Al vertice di questo sistema troviamo poi il Consiglio Superiore di Sanità, organo direttamente collegato con il Ministro della Sanità, tenuto a riunirsi sei volte all’anno in tornata ordinaria e in tutte le sedute straordinarie che si renderanno opportune. Ancor oggi i medici che fanno parte del Consiglio Superiore di Sanità sono i più autorevoli consulenti medici dei  Governi in carica.

La legge Crispi-Pagliani viene promulgata dal Parlamento già il 22 dicembre 1888 con il numero 5849 e con il titolo “Sulla tutela della igiene e della sanità pubblica” (2).

Indubbiamente la Crispi-Pagliani non risolve tutti i problemi sanitari dell’Italia dell’epoca. Per esempio i farmaci devono essere pagati anche dai poveri. Tuttavia i progressi che essa determina sono enormi e immediati: nei successivi 12 anni, per effetto della riforma, la mortalità generale scenderà dal 30 al 20 per mille e la vita media salirà nello stesso periodo da 35 a 41 anni. Benedetto Croce la considera uno dei fatti memorabili della “vita politica e morale” della Storia d’Italia dal 1871 al 1915 e dirà: “la vigilanza igienica in Italia fece molti passi innanzi, concorrendo alla sparizione o attenuazione delle epidemie e degli altri morbi e all’abbassamento della mortalità“.

Crispi e Pagliani, dicevamo, sono due noti massoni dell’epoca. Della biografia di Crispi ha parlato in modo magistrale Aldo Alessandro Mola dalle pagine di questa stessa Rivista (3). Di Luigi Pagliani apprendiamo dalla dello stesso Mola(4)che il suo ruolo nell’Istituzione è di assoluto rilievo nazionale: è un 33° Grado del Rito Scozzese. Lo troviamo inoltre, all’epoca della Gran Maestranza di Ernesto Nathan far parte del Consiglio dell’Ordine, in qualità di Delegato del Supremo Consiglio del Rito Scozzese. Lo stesso Francesco Crispi, in quegli anni,  è uno dei componenti del Consiglio dell’Ordine. il Fratello Pagliani è anche membro della Commissione Speciale del Consiglio dell’Ordine sulla Solidarietà massonica. E questo non ci stupisce.
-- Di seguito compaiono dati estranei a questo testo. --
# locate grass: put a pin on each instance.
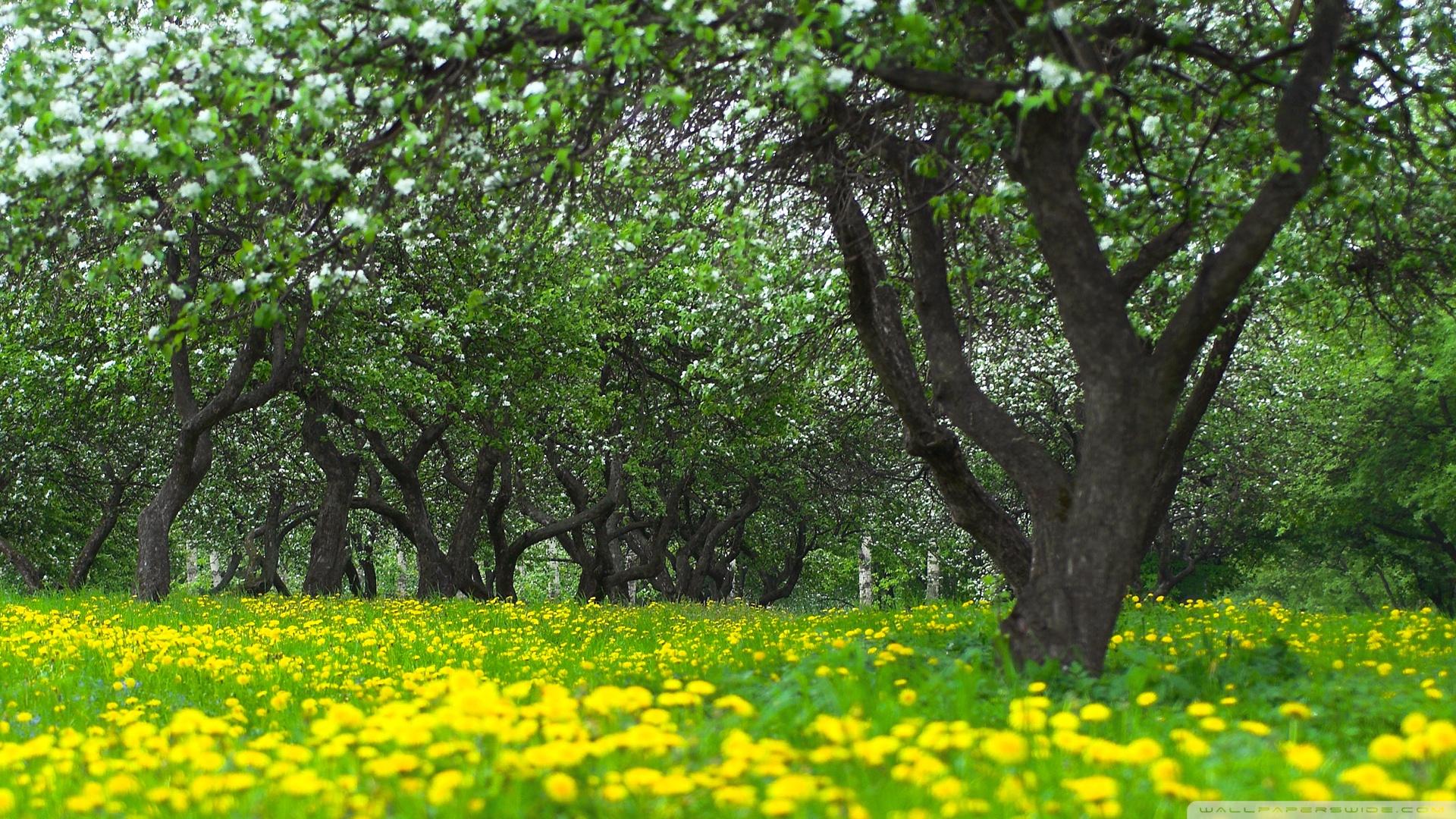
(271, 707)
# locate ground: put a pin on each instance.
(306, 707)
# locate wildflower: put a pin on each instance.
(1304, 757)
(1092, 789)
(560, 787)
(1006, 748)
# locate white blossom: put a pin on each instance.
(47, 164)
(253, 164)
(354, 218)
(274, 14)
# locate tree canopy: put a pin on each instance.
(692, 299)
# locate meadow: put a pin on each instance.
(315, 707)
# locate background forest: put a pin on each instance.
(551, 306)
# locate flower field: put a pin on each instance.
(310, 707)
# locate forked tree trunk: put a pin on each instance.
(190, 465)
(1091, 519)
(932, 575)
(867, 586)
(328, 548)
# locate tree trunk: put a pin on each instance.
(190, 465)
(328, 548)
(932, 573)
(1091, 519)
(867, 589)
(364, 551)
(30, 575)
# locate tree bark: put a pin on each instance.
(867, 588)
(30, 575)
(1090, 525)
(193, 453)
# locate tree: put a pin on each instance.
(1158, 155)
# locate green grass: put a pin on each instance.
(273, 707)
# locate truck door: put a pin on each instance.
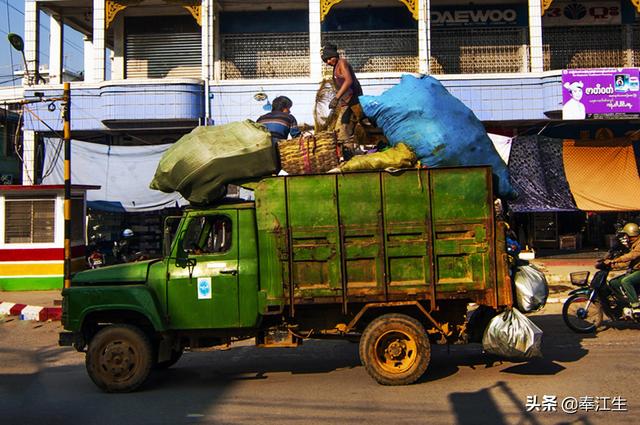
(462, 219)
(202, 287)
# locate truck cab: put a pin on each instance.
(391, 259)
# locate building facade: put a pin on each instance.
(155, 69)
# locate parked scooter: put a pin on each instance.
(586, 306)
(96, 258)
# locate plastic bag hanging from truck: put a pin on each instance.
(511, 334)
(531, 289)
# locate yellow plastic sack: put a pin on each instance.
(399, 156)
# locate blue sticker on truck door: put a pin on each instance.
(204, 288)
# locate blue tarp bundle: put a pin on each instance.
(421, 113)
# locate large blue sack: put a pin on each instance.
(442, 131)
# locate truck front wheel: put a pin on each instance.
(395, 350)
(119, 358)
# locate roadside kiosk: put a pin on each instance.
(32, 235)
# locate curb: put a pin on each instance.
(30, 312)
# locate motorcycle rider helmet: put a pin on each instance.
(631, 229)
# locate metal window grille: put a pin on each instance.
(377, 51)
(29, 221)
(479, 51)
(77, 219)
(583, 47)
(281, 55)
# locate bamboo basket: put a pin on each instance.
(309, 154)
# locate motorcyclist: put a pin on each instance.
(626, 283)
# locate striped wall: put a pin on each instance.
(30, 269)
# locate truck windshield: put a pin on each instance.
(208, 235)
(170, 228)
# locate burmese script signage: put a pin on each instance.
(600, 93)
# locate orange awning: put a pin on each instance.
(602, 174)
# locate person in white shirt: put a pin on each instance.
(574, 109)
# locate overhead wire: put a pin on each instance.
(58, 148)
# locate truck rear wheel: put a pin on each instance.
(119, 358)
(395, 350)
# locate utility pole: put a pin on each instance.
(66, 134)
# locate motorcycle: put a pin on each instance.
(584, 310)
(96, 259)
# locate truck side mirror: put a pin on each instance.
(170, 227)
(185, 262)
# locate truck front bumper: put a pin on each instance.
(71, 339)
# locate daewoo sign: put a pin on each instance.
(464, 16)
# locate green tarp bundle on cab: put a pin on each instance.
(203, 162)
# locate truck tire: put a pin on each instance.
(119, 358)
(395, 350)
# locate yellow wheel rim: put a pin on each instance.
(395, 351)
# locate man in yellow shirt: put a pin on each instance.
(626, 283)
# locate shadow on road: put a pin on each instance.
(559, 345)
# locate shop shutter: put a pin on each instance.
(170, 55)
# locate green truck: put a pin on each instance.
(391, 259)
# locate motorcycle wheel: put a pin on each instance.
(577, 318)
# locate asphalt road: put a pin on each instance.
(323, 382)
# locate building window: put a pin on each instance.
(77, 220)
(265, 44)
(29, 221)
(373, 39)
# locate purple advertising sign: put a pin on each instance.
(592, 93)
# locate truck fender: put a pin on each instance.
(118, 301)
(583, 291)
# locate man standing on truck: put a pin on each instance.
(348, 89)
(279, 121)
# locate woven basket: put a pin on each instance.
(309, 154)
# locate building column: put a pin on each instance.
(98, 54)
(31, 40)
(424, 35)
(56, 53)
(28, 157)
(535, 36)
(88, 59)
(206, 40)
(628, 48)
(117, 67)
(315, 41)
(216, 43)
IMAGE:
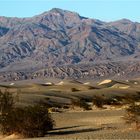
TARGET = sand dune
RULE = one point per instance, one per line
(105, 82)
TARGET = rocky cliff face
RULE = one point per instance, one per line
(60, 41)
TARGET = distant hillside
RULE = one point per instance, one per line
(60, 43)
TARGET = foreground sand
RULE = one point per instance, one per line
(97, 124)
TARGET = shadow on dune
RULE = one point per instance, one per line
(67, 132)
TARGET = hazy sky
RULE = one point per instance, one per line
(107, 10)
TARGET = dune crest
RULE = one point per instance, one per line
(105, 82)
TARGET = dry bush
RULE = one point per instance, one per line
(31, 121)
(98, 101)
(132, 115)
(80, 103)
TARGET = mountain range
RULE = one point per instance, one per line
(61, 44)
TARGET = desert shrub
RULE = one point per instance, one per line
(112, 101)
(133, 115)
(80, 103)
(6, 101)
(30, 121)
(74, 89)
(98, 101)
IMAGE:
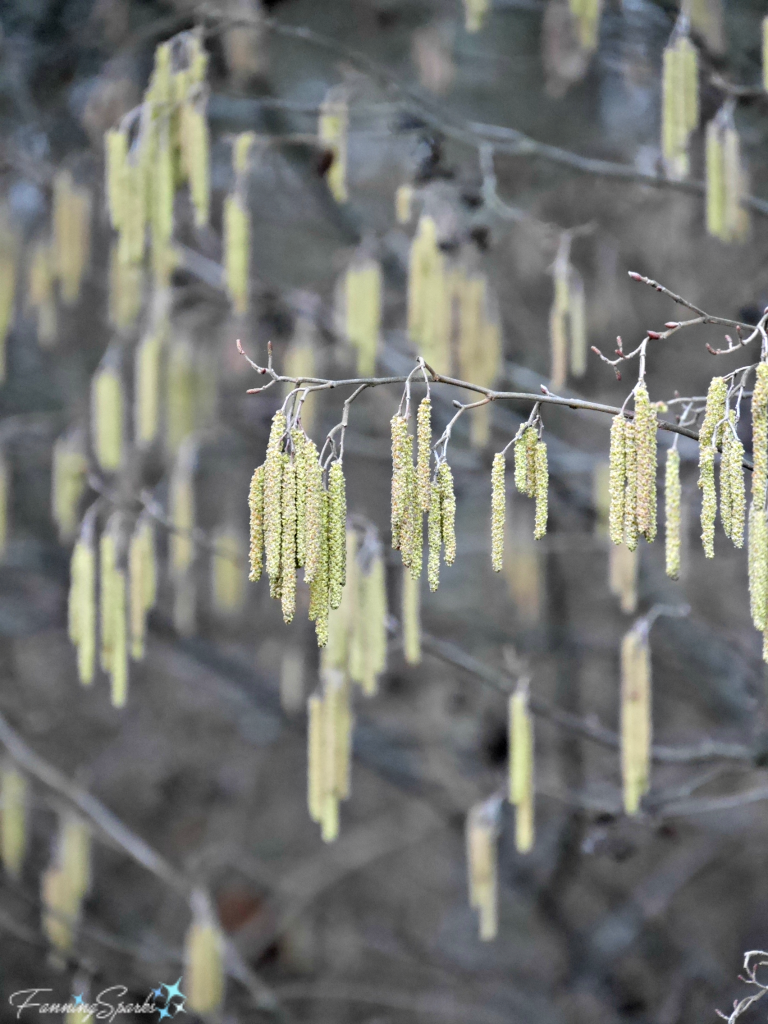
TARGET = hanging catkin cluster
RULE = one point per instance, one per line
(297, 520)
(333, 128)
(482, 871)
(636, 717)
(710, 437)
(13, 816)
(66, 883)
(205, 978)
(727, 219)
(359, 299)
(531, 475)
(521, 767)
(758, 539)
(238, 226)
(356, 629)
(732, 493)
(329, 751)
(679, 99)
(567, 320)
(632, 480)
Anche perché Pagliani, come  molti altri medici massoni dell’epoca sono attivi anche su altri fronti sociali. Tommaso Villa e Luigi Pagliani fondano, in quegli stessi anni, la Società torinese per Abitazioni popolari. Qui Pagliani applica la sua esperienza di direttore generale della sanità pubblica nel campo dell’ igiene applicata all’ingegneria e all’architettura e sostiene che un Paese civile deve necessariamente garantire un’abitazione decorosa ad ogni suo cittadino.
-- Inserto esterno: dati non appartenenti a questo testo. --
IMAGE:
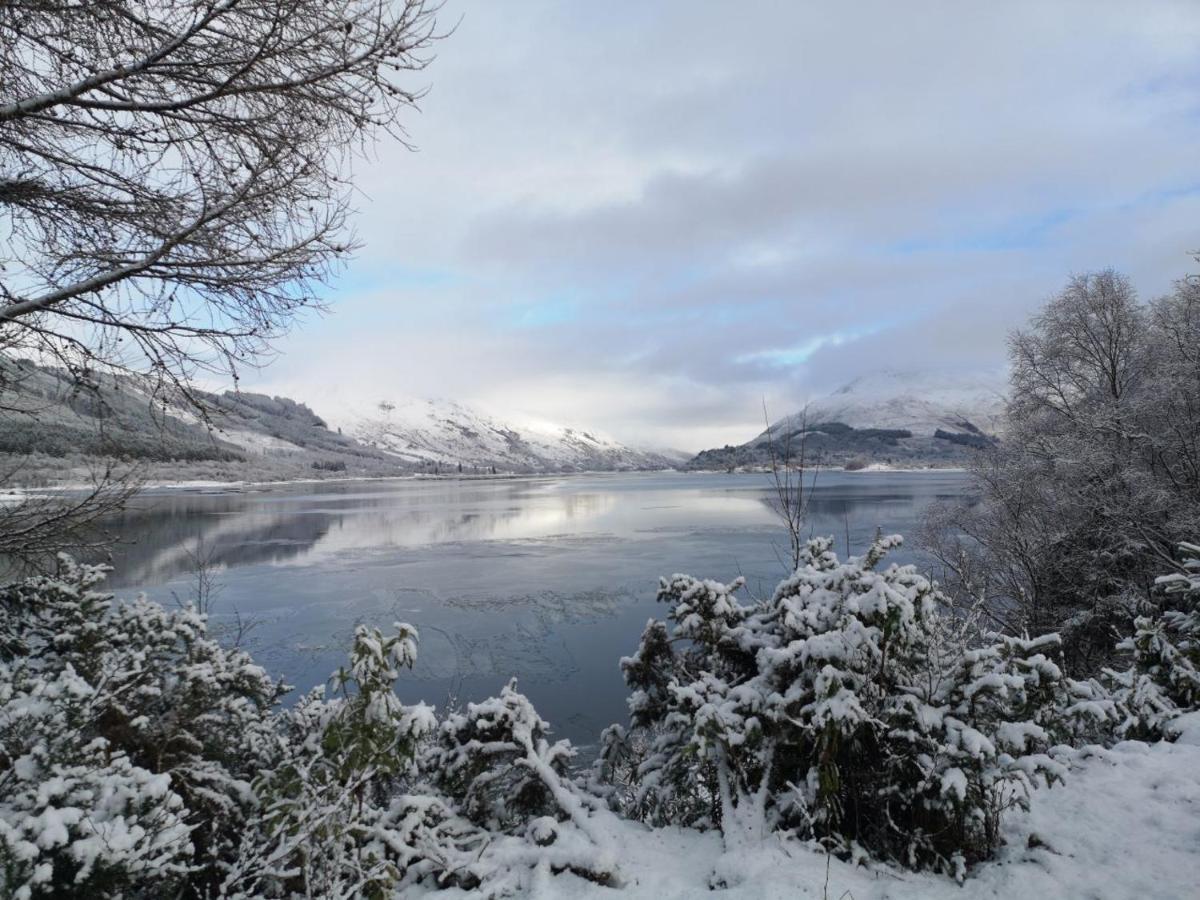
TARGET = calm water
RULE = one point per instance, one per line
(547, 579)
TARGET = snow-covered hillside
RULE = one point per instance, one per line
(923, 418)
(448, 433)
(921, 402)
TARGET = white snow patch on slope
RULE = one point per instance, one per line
(921, 402)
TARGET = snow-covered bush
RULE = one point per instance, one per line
(835, 709)
(141, 759)
(126, 718)
(496, 762)
(1163, 682)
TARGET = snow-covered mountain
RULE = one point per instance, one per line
(921, 402)
(447, 433)
(927, 418)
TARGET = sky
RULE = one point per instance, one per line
(649, 219)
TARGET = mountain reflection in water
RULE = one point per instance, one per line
(550, 580)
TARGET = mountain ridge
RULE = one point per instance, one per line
(900, 418)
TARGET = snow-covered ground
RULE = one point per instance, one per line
(1126, 826)
(448, 432)
(921, 402)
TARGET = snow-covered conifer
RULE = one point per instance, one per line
(835, 709)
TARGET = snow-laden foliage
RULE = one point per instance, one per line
(1096, 479)
(1163, 683)
(126, 718)
(837, 709)
(139, 759)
In quegli anni si sta combattendo un’altra importante battaglia di civiltà e di laicità: la nascita della cremazione in Italia. Su questo argomento prendono posizione illustri medici massoni del calibro di Gaetano Pini, Agostino Bertani, Malachia De Cristoforis e, naturalmente, lo stesso Luigi Pagliani. La diffusione della cremazione peraltro impegna direttamente e ufficialmente in termini economici e logistici le logge e i vertici del Grande Oriente d’Italia.
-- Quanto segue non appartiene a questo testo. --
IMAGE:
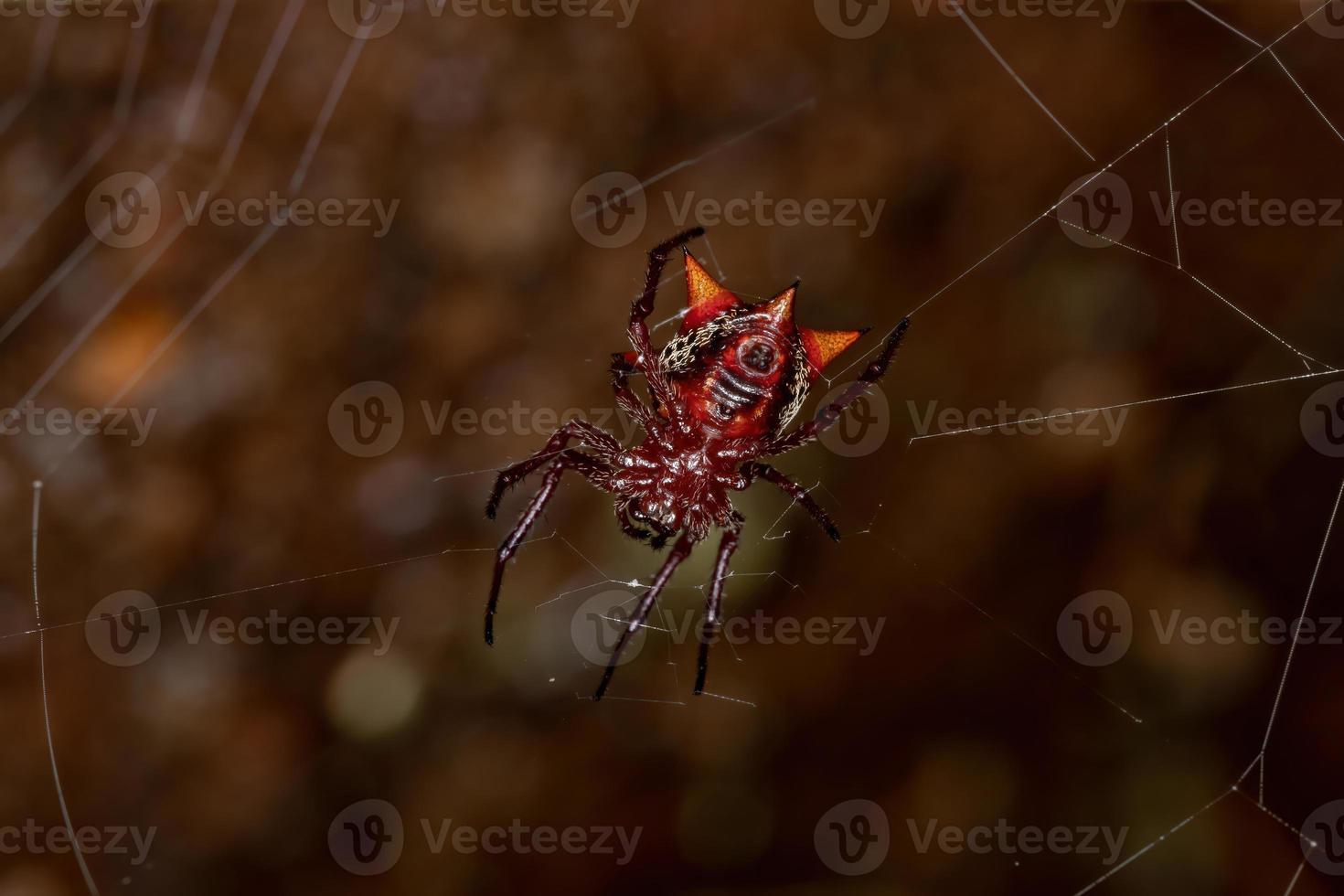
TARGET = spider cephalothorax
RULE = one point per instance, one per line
(722, 392)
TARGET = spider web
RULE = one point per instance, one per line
(177, 152)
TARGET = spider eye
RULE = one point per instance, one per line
(758, 357)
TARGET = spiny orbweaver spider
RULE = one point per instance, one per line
(722, 391)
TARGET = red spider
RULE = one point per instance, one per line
(722, 391)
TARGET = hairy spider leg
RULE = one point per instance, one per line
(589, 434)
(712, 606)
(809, 432)
(644, 357)
(625, 397)
(754, 470)
(680, 551)
(569, 460)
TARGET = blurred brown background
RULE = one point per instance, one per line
(484, 293)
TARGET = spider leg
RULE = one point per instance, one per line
(575, 429)
(569, 460)
(711, 609)
(625, 397)
(808, 432)
(644, 359)
(795, 491)
(641, 613)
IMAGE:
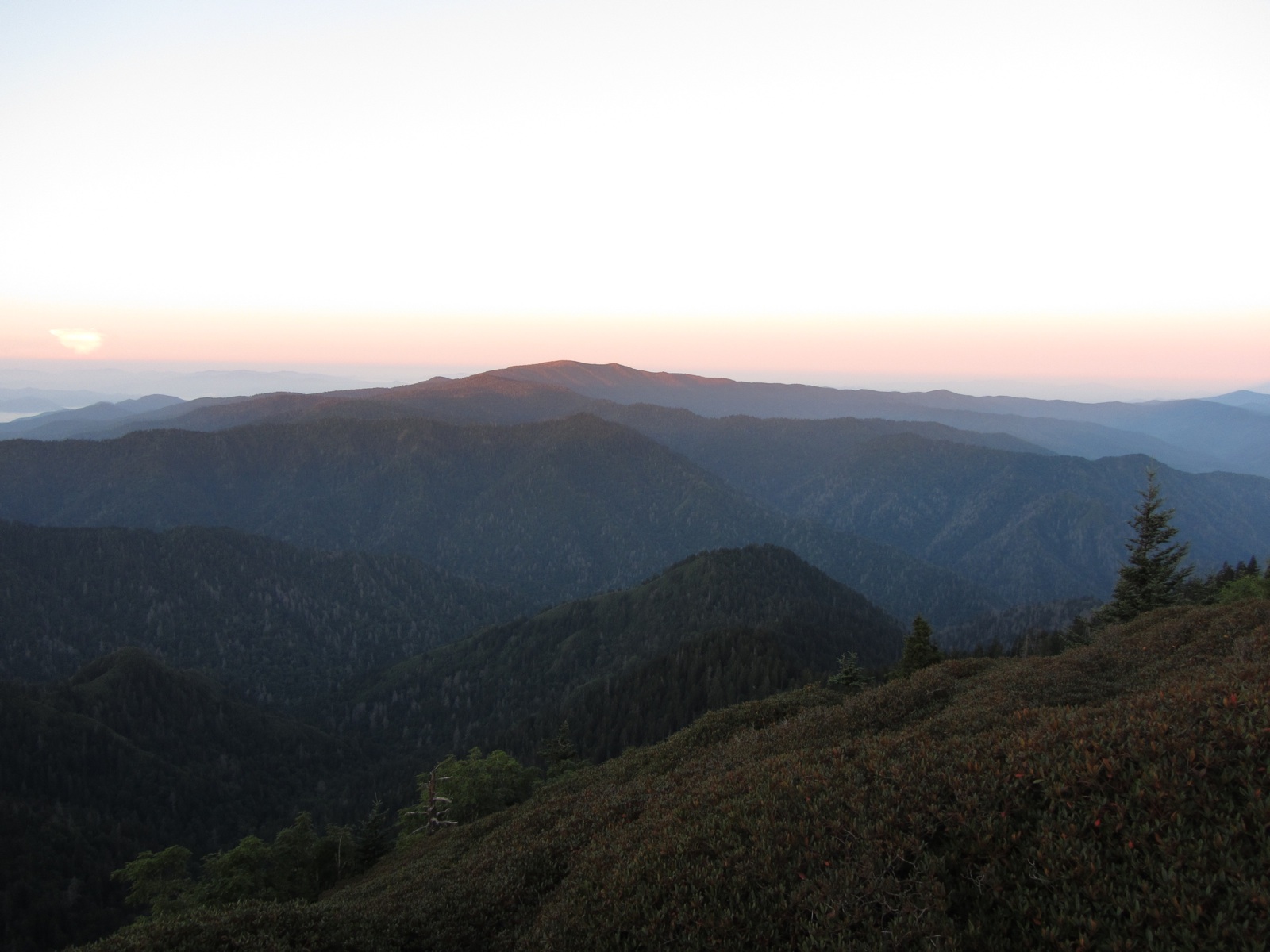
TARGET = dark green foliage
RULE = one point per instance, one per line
(298, 865)
(560, 753)
(1153, 577)
(850, 676)
(508, 685)
(374, 837)
(920, 651)
(126, 757)
(473, 786)
(706, 673)
(1244, 581)
(1244, 588)
(1010, 625)
(1026, 526)
(159, 881)
(277, 624)
(552, 511)
(1113, 797)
Luigi Pagliani incarna appieno un’anima tipica della Massoneria italiana dell’epoca, impegnata a trasmettere nel mondo sociale e politico valori di solidarismo e positivismo. La massoneria rappresentata da uomini come Luigi Pagliani forse è povera di valori iniziatici e troppo impregnata di politica ma, in compenso, scende in campo apertamente e con grande generosità in mille battaglie civili. “Fatta l’Italia” in quanto nazione, c’era ancora molto lavoro per “fare gli italiani”. In tema di sanità, in particolare, bisognava imporre il concetto di salute come bene primario, tanto per l’individuo quanto per la Nazione. La riforma sanitaria pone per la prima volta solide bassi per creare una vera Medicina pubblica. Su quella riforma la Libera Muratoria italiana appone apertamente la sua firma. E lo fa per mano del fratello Luigi Pagliani.

Paolo Maggi

Bibliografia

  1. Giorgio Cosmacini. Storia della medicina e della sanità in Italia. Laterza, Bari 1995.
  2. La Salute Pubblica. Giornale mensile di igiene pubblica e privata. 15 gennaio 1890 Perugia.
  3. Aldo A. Mola. L’iniziazione di Crispi: alla massoneria o alla politica? Officinae giugno 2006- numero 2.
  4. Aldo A. Mola. Storia della Massoneria Italiana dalle origini ai nostri giorni. Bompiani Milano I edizione 1992. Pag. 264.